“
Digimortal” è considerato da molti l’album debole della discografia della prima parte di carriera della band, ciò per via di un presunto ammorbidimento nonché della concessione a derive nu metal.
Concettualmente le avvisaglie di una riscossa umana sulle macchine sono state già citate nel precedente album. Le macchine hanno capito che la loro evoluzione non può prescindere dall’essere umano, della cui intelligenza, nel bene come nel male, hanno preso la loro auto-coscienza. La consapevolezza di dipendere dall’uomo provoca frequenti crash di sistema, il quale è messo in crisi. In tutto questo, sprazzi di umanità emergono per rivendicare il proprio diritto ad auto-determinarsi. Sono gli stessi sprazzi di “
What Will Become?” e “
Back The Fuck Up”, con
B-Real, rapper dei
Cypress Hill, a duettare con
Burton C. Bell.
Come si diceva in apertura, con “
Digimortal” i
Fear Factory si spingono molto più in là di quanto fatto in precedenza, il che però non è sempre indice di qualità. Molta melodia, molto alternativismo, quasi che i
Fear Factory, tra i primi movers di certe sonorità, si mettessero a seguire il trend imperante, diventando dei “followers” quando in prima battuta erano dei “leaders”. Ad ogni modo brani come “
No One” e “
Linchpin” sono belle botte, e “
Acres Of Skin” rinverdisce i fasti del passato. “
Byte Block” e “
Hurt Conveyor” sono altri due pezzi che rimandano al passato, anche se non con la stessa eccelsa qualità e convinzione.

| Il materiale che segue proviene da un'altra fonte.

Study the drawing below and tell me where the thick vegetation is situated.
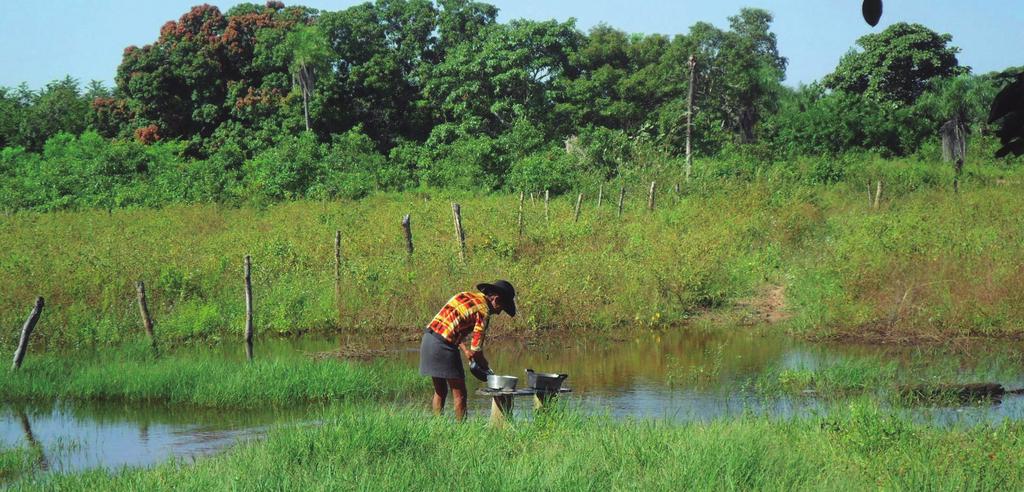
[15,401,1024,490]
[0,0,1017,210]
[0,151,1024,346]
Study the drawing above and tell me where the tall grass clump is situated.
[18,401,1024,490]
[787,185,1024,341]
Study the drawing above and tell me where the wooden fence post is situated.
[401,213,413,258]
[618,185,626,217]
[334,231,342,325]
[452,203,466,263]
[572,193,583,222]
[544,190,551,222]
[519,192,526,239]
[10,297,43,371]
[686,54,697,182]
[135,280,157,351]
[245,254,253,361]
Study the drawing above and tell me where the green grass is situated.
[0,446,42,484]
[0,183,775,347]
[14,401,1024,490]
[0,342,428,408]
[0,158,1024,349]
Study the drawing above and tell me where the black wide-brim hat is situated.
[476,280,515,317]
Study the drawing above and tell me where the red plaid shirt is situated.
[428,292,490,352]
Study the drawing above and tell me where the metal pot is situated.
[526,369,569,392]
[487,374,519,390]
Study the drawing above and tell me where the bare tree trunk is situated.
[10,297,43,371]
[135,280,157,352]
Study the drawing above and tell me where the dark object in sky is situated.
[860,0,882,28]
[988,72,1024,157]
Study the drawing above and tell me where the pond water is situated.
[6,327,1024,472]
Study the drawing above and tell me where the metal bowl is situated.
[487,374,519,390]
[526,369,569,392]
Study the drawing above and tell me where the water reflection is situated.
[6,327,1024,472]
[0,403,304,472]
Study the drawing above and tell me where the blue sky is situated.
[0,0,1024,88]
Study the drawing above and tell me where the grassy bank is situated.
[0,342,419,408]
[0,180,777,345]
[0,160,1024,346]
[0,446,42,484]
[14,402,1024,490]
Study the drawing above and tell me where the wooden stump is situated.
[534,392,558,410]
[490,394,515,427]
[452,203,466,263]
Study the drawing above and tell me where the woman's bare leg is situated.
[447,379,466,420]
[430,377,447,415]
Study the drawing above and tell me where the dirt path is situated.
[737,285,791,324]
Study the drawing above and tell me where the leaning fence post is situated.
[544,190,551,222]
[135,280,157,351]
[572,193,583,222]
[452,203,466,263]
[245,254,253,361]
[401,213,413,258]
[618,185,626,217]
[10,297,43,371]
[519,192,526,239]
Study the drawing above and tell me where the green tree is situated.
[285,24,331,131]
[823,23,969,105]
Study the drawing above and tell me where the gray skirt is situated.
[420,329,466,379]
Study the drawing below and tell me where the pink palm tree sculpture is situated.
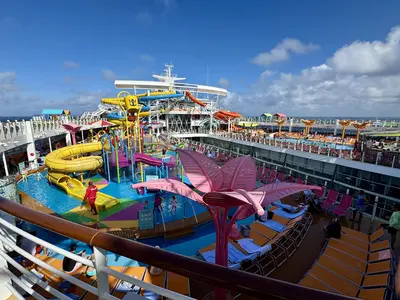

Resta il fatto che l’umanità riprende il controllo delle macchine ribelli, ma si trova di fronte ad un mondo devastato, un mondo da ricostruire, di cui “
Digimortal” è una perfetta proiezione, un ologramma significativo, un prodotto totalmente “umano”.
Il disco in questione è considerato come un passo falso, ma io credo che invece sia il disco che i
Fear Factory dovevano fare in quel preciso momento storico. E poco importa che sia il frutto di una sorta di braccio di ferro tra i membri della band circa la direzione da intraprendere, cosa che porterà di lì a poco allo scioglimento.